Submitted by ssmahadik on Wed, 16/03/2005 - 23:22.
( categories: Miscellaneous )

Dear Eluggers,

system generally mounts partitons reading fstab

all my partitions are mounted to /mnt folder

but when I login as another user I am unable to cd to the various folders in the mounted directory

eg if /mnt/c contains foo directory, then unable to cd to foo

before mounting my partition to /mnt/c

perms are drwxr-xr-x

after the file system gets mounted ( by root or after reboot )

perms are drwxr--r--

lack of x in group & others is main cause for not being able to do cd

but after mount command is issued who monitors and changes the perms

also after mounting changing of perms don't have any effect manually either

I had not faced such a problem in Fedora ( or prior Redhat versions)

Any help will be great

U could mail me at ssmahadik@yahoo.com

This is my first post here, I am from Mumbai, India


Alaa's picture
Submitted by Alaa on Thu, 17/03/2005 - 00:27.

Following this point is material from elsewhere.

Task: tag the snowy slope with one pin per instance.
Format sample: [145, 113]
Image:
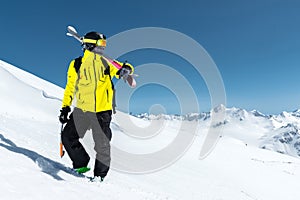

there is an option called umask which you can add in fstab to allow users access to the mounted partitions.

generally speaking if you add umask=0 then you grant all users all permissions as in


/dev/hda1 /mnt/windows vfat umask=0,iocharset=utf8,noexec,nosuid 0 0

for more info check the umask sections in the mount man page.

in mandrake there is actually a GUI wizard for setting these with few preset values for the umask.

cheers, Alaa


http://www.manalaa.net "i`m feeling for the 2nd time like alice in wonderland reading el wafd"


Submitted by ssmahadik on Thu, 17/03/2005 - 21:03.

Hey ALAA,

I tried Ur option it works...

Well but this option, is it documented in man pages ??? I doubt

Also when we say defaults in fstab were exactly is it defined ?? can we change it or hack it

Also redhat or Fedora do not use this umask option..

but still non root users are able to browse entire mounted directories

How come redhat has acheived this ??

Thanks very much for the option ( It works gr8 )

Regards, Shailesh

======================================================== Technology is driving me CRAZIER ...........

But who said I want to be SANE !!!!!

Conceptor's picture
Submitted by Conceptor on Fri, 18/03/2005 - 02:55.

when you set some options (eg: user,users,noatime,rw,ro) it's mounting options and it is not fstab options,so search them on mount man pages.

if you checked mount man page you will find all mount options.

one of these defaults which mean using the default options :rw, suid, dev, exec, auto, nouser, and async.

redhat and fedora use defaults instead of using many options ,users will access the files ,but they will not have the write permission until you set the umask option.